Mr. CRISTY. In the area of polio insurance I do know of several employees who have felt it desirable to supplement their insurance. It is not a general practice, though, as you can see. Most of them would feel that it was unnecessary.

Mr. HESELTON. Thank you.

The CHAIRMAN. Are there any further questions, gentlemen?

We thank you, Mr. Cristy, for your appearance and for the assistance you have given the committee in the study that it is making of this matter.

If you have any additional statements or information in the form of pamphlets which cover your plan in more detail than you have had the opportunity to speak of it here, we will be pleased to have you submit it to us so we can make it a part of the record.

Mr. CRISTY. I have copies of the booklet which explains the plan to employees, and I shall be glad to leave copies if you would like. The CHAIRMAN. Thank you very much. We shall be glad to have

them.

(The booklet follows:)

EMPLOYEE INSURANCE PROGRAM THE UPJOHN CO., KALAMAZOO, MICH. To employees:

Each of us is faced with the problem of providing some protection for ourselves and dependents against sickness and accident, retirement, and death. With the advent of group insurance in the United States in 1910, a new and less expensive means of providing more adequate protection became available.
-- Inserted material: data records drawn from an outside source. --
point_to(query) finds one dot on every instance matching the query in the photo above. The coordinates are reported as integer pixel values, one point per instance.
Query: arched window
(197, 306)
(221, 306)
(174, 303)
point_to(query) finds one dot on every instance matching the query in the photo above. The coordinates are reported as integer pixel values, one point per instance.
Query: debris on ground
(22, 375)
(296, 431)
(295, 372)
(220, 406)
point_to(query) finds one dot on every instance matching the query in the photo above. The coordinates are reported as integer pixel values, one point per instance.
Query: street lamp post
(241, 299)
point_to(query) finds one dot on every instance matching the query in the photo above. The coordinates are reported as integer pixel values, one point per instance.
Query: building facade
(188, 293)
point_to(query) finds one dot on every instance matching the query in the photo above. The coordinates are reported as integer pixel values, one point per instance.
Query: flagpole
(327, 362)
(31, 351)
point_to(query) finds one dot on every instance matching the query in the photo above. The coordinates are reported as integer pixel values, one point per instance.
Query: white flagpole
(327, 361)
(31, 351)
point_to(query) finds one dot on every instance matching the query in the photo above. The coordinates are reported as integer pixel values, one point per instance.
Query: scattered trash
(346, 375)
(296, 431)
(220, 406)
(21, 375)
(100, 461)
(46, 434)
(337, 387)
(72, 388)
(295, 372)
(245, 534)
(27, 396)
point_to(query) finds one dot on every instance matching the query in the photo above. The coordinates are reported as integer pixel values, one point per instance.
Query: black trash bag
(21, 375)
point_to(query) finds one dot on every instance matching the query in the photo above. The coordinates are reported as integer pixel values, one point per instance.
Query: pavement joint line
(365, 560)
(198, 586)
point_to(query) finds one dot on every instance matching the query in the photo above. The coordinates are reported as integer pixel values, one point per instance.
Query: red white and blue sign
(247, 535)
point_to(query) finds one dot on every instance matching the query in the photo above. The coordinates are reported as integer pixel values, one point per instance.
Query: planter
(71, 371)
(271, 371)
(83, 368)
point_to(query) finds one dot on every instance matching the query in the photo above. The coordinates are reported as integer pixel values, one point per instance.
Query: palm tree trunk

Our own company adopted group life insurance in 1915 and added hospitalization coverage in 1941, retirement annuity in 1942, and surgical insurance in 1945. Effective January 1, 1951, we are increasing the protection provided under the life insurance, hospitalization, and surgical plans, and are adding diagnostic and medical coverages.
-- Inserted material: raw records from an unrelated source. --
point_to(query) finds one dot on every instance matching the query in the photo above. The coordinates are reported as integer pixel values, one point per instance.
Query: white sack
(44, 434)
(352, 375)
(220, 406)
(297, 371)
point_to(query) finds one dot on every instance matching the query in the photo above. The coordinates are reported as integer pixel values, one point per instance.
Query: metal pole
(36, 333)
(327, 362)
These plans have been made possible through the efforts of all of us, and it is our hope and intention that they will be permanent. However, the company necessarily reserves the right to modify or discontinue them at any time.

Sincerely yours,

THE UPJOHN Co.
D. S. GILMORE, President.

Persons eligible for our employee insurance plans are entitled to two classes of group life insurance. These are known as "noncontributory" and "contributory" insurance.

The term "noncontributory" means that you do not contribute toward the cost. The noncontributory insurance is effective automatically for all eligible employees and the entire cost is paid by the company.
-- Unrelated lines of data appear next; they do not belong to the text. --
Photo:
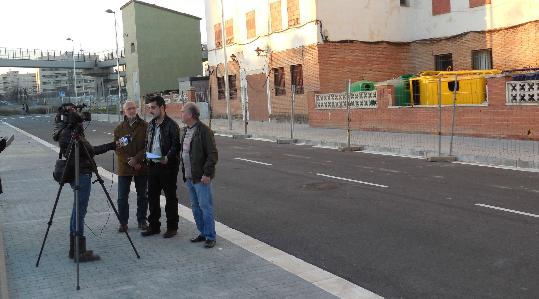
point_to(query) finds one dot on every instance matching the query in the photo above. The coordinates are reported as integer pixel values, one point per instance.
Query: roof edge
(160, 7)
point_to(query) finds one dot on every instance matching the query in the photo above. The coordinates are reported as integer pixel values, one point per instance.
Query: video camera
(72, 114)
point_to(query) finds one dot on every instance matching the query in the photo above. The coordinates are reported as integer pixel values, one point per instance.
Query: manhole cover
(320, 186)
The contributory insurance is in addition to and separate from the noncontributory. This insurance is optional and persons who subscribe pay a part of the cost. If you carry this insurance, your share of the premium will be deducted each month from your pay. The difference between the total premium and the amount you contribute is paid by the company.

The schedule on page 7 shows the insurance available to eligible employees. The insurance company will accept applications for only the amounts of insurance for which you are eligible, as shown by the schedule. Adjustments in the amount of your insurance will be made automatically in accordance with the schedule on the first day of the calendar month coinciding with or next following the date they are warranted by reason of a change in your dependency status or earnings rate.

Our insurance carrier is the John Hancock Mutual Life Insurance Co.

Our group life insurance is term insurance. This means that it has no cash or loan values. The plan contains protection only, not investment, and never becomes paid up. In this respect it is similar to fire insurance, for no matter how long the insurance is carried, premiums must be paid regularly and the insurance company pays only when there is a claim.

The insurance is payable to the beneficiary named by the employee in the event of the employee's death from any cause Or, if an employee should become permanently and totally disabled before reaching age 60, his insurance will be paid in installments to him. In the case of an employee's death before he has received installment payments equal to the total amount of his insurance, his beneficiary will receive the unpaid balance.

You may change your beneficiary at any time by completing a form prepared for that purpose. If you have a dependent' and qualify for $2,000 of noncontributory insurance, you should name the dependent as your beneficiary. This requirement does not apply to contributory insurance.